Canadian autonomous truck startup Waabi has developed a new way to put self-driving cars through their paces: a digital world driving school.
Dubbed Waabi World, the simulation throws various challenges the AI’s way, helping to suss out weak points in the program and give it countless hours of learning experience to better navigate the endless variables of real-world roads.
Think of the self-driving AI like a teenager with their license, Axios’ Joann Muller writes; they can’t know it all yet, but they get more confident and capable the longer they’re behind the wheel and face adversity.
So Waabi World gives them a challenge
“Waabi World plays adversary against the Waabi driver,” Raquel Urtasun, CEO of Waabi and University of Toronto AI professor, told the Globe and Mail. “It can learn to understand its vulnerabilities … and create the scenarios automatically that will make the system fail.”
By pitting the driver against their digital driving school, Waabi hopes to develop a better kind of self-driving AI, rather than relying on a fleet of vehicles covering millions of real-world miles, Urtasun told the Verge.
If a self-driving AI were a human driver, it’d be like a teenager: it needs time and experience to learn.
Autonomous driving school: Autonomous vehicles are powered by deep learning AI, which needs vast amount of data to “learn” basic facts — what a person looks like, what a stop sign looks like, what a tree looks like — and then hit the brakes if it sees any one of them in its path. That data can be verified and labeled by people, and it can come from testing in the real world.
More and more, it’s coming from simulations, Urtasun told the Verge: “But there is still big gaps from current simulators to this ultimate simulator that will really enable self-driving to not rely on driving millions and millions of miles on the real world to really understand whether vehicles are actually doing the right thing.”
It’s a gap many self-driving prototypes have fallen into. Videos of Tesla’s beta version of “Full Self-Driving” mode being befuddled by road conditions — braking unexpectedly, not braking expectedly — and battling drivers for control have cropped up on YouTube.
“[It] shows that FSD beta is still fazed by edge cases that it hasn’t learned to navigate, yet most human drivers would handle with ease,” Andrew Maynard, a professor at Arizona State, told the Washington Post.
Teaching FSD to learn and solve problems like a human would be the best way to train it, Maynard said, but compared to feeding it reams of data, that “is exceptionally hard to emulate in a machine.”
Which is where Waabi World hopes to step in.
A whole new world: The simulated world Waabi has designed as an AI driving school / Danger Room has four key abilities, the company said in a blog post.

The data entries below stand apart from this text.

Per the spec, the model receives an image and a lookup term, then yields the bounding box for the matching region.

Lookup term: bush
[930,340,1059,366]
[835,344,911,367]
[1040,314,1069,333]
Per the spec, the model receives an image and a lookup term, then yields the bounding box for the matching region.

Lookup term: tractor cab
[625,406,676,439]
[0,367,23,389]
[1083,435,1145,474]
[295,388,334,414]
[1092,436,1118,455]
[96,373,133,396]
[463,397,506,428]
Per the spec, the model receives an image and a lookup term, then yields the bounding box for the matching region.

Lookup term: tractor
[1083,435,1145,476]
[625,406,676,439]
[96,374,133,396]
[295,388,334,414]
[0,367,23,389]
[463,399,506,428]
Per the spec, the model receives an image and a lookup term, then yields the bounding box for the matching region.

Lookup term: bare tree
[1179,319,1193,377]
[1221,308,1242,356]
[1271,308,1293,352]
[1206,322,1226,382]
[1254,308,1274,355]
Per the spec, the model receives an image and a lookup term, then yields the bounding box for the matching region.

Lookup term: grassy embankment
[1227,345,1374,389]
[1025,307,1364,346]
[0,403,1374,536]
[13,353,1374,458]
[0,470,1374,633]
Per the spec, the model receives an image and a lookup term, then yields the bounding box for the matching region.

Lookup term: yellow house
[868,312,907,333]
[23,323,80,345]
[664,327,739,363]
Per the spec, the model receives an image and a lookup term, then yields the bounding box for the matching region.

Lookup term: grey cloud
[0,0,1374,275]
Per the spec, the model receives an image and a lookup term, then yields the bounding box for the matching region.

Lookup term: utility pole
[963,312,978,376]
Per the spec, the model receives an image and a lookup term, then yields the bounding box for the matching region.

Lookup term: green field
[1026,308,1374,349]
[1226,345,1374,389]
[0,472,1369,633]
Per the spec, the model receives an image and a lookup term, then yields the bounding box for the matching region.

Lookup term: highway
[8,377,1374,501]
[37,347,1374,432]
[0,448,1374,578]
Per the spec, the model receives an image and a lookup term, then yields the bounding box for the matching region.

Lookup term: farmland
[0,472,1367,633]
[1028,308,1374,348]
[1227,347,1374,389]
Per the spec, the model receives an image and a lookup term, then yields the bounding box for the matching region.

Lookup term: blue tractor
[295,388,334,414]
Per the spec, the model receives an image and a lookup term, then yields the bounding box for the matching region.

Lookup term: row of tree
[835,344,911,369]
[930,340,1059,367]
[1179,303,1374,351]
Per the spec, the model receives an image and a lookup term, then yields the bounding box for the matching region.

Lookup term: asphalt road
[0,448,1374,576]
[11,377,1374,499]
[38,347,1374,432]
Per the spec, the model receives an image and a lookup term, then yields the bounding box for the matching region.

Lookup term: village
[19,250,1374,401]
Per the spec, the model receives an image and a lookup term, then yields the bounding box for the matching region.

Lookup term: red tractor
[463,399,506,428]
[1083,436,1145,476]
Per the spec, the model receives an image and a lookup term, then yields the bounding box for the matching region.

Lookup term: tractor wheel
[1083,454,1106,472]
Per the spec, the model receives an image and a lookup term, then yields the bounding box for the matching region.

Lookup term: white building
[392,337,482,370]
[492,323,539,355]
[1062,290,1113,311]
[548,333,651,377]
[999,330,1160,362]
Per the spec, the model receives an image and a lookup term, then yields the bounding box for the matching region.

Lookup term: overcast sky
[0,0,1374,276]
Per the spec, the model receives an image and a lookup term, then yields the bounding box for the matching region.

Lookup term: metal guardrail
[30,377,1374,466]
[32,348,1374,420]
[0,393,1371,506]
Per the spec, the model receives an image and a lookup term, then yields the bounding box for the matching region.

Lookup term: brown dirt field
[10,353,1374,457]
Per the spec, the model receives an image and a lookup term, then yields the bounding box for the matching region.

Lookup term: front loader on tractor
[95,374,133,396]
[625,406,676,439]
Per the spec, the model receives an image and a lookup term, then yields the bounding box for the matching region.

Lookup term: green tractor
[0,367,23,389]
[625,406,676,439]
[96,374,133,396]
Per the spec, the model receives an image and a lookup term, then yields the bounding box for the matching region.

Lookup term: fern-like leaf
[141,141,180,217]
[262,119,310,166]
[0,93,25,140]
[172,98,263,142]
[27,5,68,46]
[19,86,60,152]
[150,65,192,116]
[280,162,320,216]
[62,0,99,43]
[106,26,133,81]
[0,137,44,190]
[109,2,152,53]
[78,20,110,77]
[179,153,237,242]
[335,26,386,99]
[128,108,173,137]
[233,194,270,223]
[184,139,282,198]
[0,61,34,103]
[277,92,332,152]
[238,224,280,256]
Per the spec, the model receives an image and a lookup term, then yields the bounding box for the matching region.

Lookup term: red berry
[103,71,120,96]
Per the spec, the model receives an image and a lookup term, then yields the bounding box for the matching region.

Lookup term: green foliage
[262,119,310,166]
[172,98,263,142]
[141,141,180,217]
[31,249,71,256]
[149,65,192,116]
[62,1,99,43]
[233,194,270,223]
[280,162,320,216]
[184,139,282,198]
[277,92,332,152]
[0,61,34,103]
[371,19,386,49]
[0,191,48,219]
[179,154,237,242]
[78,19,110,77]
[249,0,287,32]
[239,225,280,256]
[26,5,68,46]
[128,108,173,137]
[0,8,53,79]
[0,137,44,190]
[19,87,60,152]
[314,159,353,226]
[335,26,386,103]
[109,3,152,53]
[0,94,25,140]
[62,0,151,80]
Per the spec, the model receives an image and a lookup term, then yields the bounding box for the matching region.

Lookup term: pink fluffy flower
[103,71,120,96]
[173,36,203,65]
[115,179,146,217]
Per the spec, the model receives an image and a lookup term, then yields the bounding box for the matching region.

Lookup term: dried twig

Waabi World creates accurate, data-driven digital twins of the world, down to the rain drops, the Verge reported. It simulates the sensor abilities of the vehicle navigating that world in near real-time to test all of the vehicle’s systems holistically — do all the different sensors and programs work together?
Waabi World can create challenges to stress-test AI drivers, teaching them to learn from their mistakes.
And it can develop challenges to stress-test the AI driver in that world, and use them to teach the AI to learn from its mistakes, in a human-like way, without human input.
“It’s like really understanding where you can make mistakes and then creating all these scenarios,” Urtasun told the Verge.